It has been found now that the dams and sluice gates constructed during the 70s were not built properly. These improper constructions have led to massive problems for the people in the south-west. TRM is not the only solution to this problem.

Houses and fish enclosures have sprung up in the areas where the rivers have dried out. Unplanned fish farming is a common scenario even in the cities. The recent cyclones have deteriorated the situation further. Absence of proper management is a huge problem and even rains can lead to waterlogging.

Dredging of the rivers need to be done all over the country and not just in Satkhira. River dredging is crucial to ensure proper flow of these rivers. Connectivity of the rivers is also important as it stops the river from staying stagnant.

The experts need to come up with a permanent solution soon.

Hosne Ara Hasi, Chief Executive, Jago Nari and Member, Excecutive Committee, Start Fund Bangladesh

Start Fund Bangladesh has been working since 2017 and providing rapid responses to disaster management.

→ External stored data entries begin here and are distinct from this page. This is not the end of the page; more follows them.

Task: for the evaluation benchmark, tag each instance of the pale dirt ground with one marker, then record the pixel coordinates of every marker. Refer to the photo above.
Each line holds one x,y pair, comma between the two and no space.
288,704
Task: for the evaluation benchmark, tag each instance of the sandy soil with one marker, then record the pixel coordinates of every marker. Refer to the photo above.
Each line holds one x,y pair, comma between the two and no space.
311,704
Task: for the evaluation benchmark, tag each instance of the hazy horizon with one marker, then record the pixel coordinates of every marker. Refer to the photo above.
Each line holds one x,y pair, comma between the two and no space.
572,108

Waterlogging is prevalent throughout the coastal regions. Barguna district has lost multiple rivers with increasing levels of salinity in their existing rivers. We need to decentralise the planning and management process if we want to see actual improvement in these areas. TRM can be a part of this management process but there needs to be more research on this topic. We need consistent dredging in the coastal regions and work out the key reasons behind the rivers getting filled up.

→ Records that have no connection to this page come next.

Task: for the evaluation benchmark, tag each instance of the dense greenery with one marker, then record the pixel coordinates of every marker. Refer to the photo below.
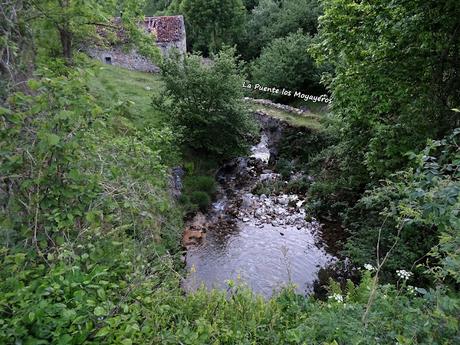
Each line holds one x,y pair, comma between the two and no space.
272,19
206,102
286,63
90,234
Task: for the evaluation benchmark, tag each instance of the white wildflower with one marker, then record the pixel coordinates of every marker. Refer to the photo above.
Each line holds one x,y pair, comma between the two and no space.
338,297
403,274
369,267
411,289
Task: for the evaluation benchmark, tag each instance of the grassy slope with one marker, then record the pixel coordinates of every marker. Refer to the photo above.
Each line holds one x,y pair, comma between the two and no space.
113,84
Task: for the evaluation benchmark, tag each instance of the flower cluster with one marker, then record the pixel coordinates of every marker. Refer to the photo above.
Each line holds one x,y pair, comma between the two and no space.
403,274
369,267
411,289
338,297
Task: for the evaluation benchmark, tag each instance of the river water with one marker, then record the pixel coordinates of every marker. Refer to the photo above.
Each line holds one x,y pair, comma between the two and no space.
261,241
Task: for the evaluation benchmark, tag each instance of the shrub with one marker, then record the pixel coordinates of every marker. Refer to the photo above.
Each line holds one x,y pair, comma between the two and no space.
205,102
286,63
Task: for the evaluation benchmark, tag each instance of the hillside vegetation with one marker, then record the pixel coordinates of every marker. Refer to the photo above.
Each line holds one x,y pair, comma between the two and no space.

Housing projects are being developed outside embankments. We need to move away from this. We also need to make arrangements for fishermen.

AKM Enamul Hoque Shameem, Hon'ble Deputy Minister, Ministry of Water Resources 

Our honourable Prime Minister has directed us to find permanent solutions to the water-logging and river erosion problems in the country. We have been regularly visiting vulnerable areas. We have already implemented 11 projects worth Tk 15,000 crore in the southern part of the country. Currently, projects worth Tk 1,500 crore are under implementation in the area. Now, we have 16,000 km beribadh (embankment) and 2,500 km dubobadh (submersible embankments) in the country. We are also planting trees on river embankments and dredging rivers. 

The water-logging problem of the south-west is different. Most of the participants in today's discussion have talked in favour of TRM as a solution to the water-logging problem of the area. I want to assure you all that I would visit the water-logged areas in Jashore by the end of this month and find a sustainable solution to the problem in consultation with all the relevant stakeholders including the affected people.

Shahidul Islam,

Director, Uttaran

I would like to express my gratitude to all the participants of today's programme. The people of the south-west area in Bangladesh have been suffering from water-logging for a long time. I hope that today's discussion will play an important role to resolve the perennial water-logging problem.